Continuing to Core: Grayson Huston Research Update

By Attis Bielecki, ME EPSCoR Student Writer

Grayson Huston is graduate student studying in the School of Biology and Ecology at the University of Maine. He works on the Maine-eDNA program under his advisors Dr. Michael Kinnison, a Professor of Evolutionary Applications and Maine-eDNA Co-PI, and Dr. Jasmine Saros, a Professor of Paleolimnology and Lake Ecology, who is also a Maine-eDNA researcher. Huston gained experience by working at Yosemite National Park as a Wildlife Biologist, in between being an undergraduate student and working towards his current Ph.D. This work mainly consisted of studying aquatic animals, removal of invasive species, and reintroducing endangered species. It’s job’s like this where he would be introduced to the applications of eDNA.

Huston’s research is picking up where fellow Graduate Research Assistant Samantha Silverbrand’s left off on her lake sediment work. He’s focused on alewife eDNA found in the sediment of sampled lakes; specifically, the historic absence or presence of these species.

Lake sediment cores contain an abundance of eDNA that settles and accumulates at the bottom of any given lake. Overtime, this DNA becomes buried and preserved, acting akin to a fossil.

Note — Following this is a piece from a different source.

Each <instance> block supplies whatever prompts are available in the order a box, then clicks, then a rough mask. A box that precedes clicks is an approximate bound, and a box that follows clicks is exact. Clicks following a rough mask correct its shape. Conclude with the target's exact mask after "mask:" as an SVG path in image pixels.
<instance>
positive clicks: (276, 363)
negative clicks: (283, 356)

By collecting and analyzing this buried sediment, we can get a glimpse of the species that historically resided in the lake, going back centuries or even thousands of years.

Alewife is Huston’s key species for his research because of its recent decline (likely due to damming) and because it is a keystone species. “Everything eats Alewife” Huston explains.

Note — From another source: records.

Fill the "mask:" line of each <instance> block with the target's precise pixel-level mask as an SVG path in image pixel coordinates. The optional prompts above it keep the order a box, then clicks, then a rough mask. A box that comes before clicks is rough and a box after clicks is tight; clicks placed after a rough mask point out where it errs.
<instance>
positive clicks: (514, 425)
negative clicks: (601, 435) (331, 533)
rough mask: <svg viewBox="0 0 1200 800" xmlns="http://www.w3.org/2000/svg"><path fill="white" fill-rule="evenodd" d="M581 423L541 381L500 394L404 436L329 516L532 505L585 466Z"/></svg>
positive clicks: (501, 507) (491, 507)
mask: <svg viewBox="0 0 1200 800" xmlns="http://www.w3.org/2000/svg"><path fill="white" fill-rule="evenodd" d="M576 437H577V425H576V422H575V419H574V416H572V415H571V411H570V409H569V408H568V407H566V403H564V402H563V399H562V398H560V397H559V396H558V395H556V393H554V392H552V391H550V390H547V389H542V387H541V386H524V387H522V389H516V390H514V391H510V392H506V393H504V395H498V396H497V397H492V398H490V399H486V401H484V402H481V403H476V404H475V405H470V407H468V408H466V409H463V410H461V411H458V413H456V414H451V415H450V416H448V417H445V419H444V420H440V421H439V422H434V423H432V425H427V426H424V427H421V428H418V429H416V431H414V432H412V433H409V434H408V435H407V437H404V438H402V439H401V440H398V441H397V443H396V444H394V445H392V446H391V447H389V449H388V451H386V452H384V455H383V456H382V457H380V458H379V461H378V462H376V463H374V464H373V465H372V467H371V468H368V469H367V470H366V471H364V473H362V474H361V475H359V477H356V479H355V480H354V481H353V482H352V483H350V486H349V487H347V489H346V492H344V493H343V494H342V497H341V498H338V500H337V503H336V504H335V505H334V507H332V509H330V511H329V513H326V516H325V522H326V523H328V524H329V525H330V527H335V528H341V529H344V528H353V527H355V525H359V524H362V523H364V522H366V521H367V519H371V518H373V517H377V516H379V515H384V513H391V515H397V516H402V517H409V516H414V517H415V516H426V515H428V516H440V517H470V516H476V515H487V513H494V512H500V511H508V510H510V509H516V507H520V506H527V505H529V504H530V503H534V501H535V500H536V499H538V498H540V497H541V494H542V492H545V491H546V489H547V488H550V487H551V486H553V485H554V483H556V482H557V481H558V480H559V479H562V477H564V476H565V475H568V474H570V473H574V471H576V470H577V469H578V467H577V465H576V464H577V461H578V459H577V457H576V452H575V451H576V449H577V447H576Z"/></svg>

Huston’s work is helping to locate which water sources Alewife historically resides in, and will allow agencies to know where they should focus when they apply their efforts on repopulating the species and managing current dams.

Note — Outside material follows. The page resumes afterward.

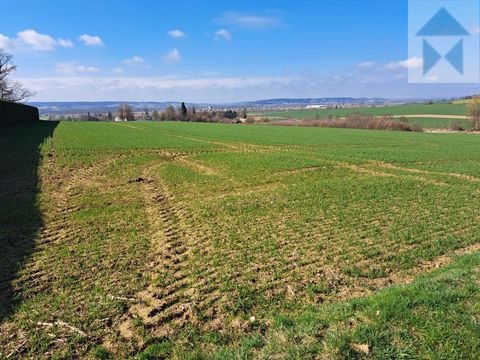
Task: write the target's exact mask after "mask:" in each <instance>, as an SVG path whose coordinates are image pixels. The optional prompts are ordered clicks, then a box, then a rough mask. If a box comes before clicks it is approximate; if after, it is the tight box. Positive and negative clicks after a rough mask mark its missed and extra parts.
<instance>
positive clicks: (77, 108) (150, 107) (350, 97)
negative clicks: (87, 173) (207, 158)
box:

Since Huston’s last check-in, he’s made progress in going out to collect more of these sediment samples to test. However, he’s made it clear that it has been a learning experience for him. “The most integral thing I’ve learned so far would be the process of collecting a sediment core,” Huston explained. “I’ve never collected sediment before this, let alone at the bottom of a lake.” Nonetheless, he’s found the process straightforward.

The process of sample collection is actually easier in the winter. “I would just walk out there on top of the lake with an auger, drill an eight-inch hole, then use specialized tools that go all the way to the bottom and punch a hole in the sediment to create a core,” Huston described.

Huston relates this research to what Silverbrand is now working on, by claiming “Her [Silverbrand’s] work provides a foundation for me to build off of. Not only because she was originally doing this sediment work and quite literally started it for me, but what she’s doing now also compliments my work on the eDNA testing aspects.”

Huston’s research itself will be key to discovering more about the history of environments being tested and provide yet another resource for eDNA. It will also likely lead to Alewife repopulation in the necessary lakes.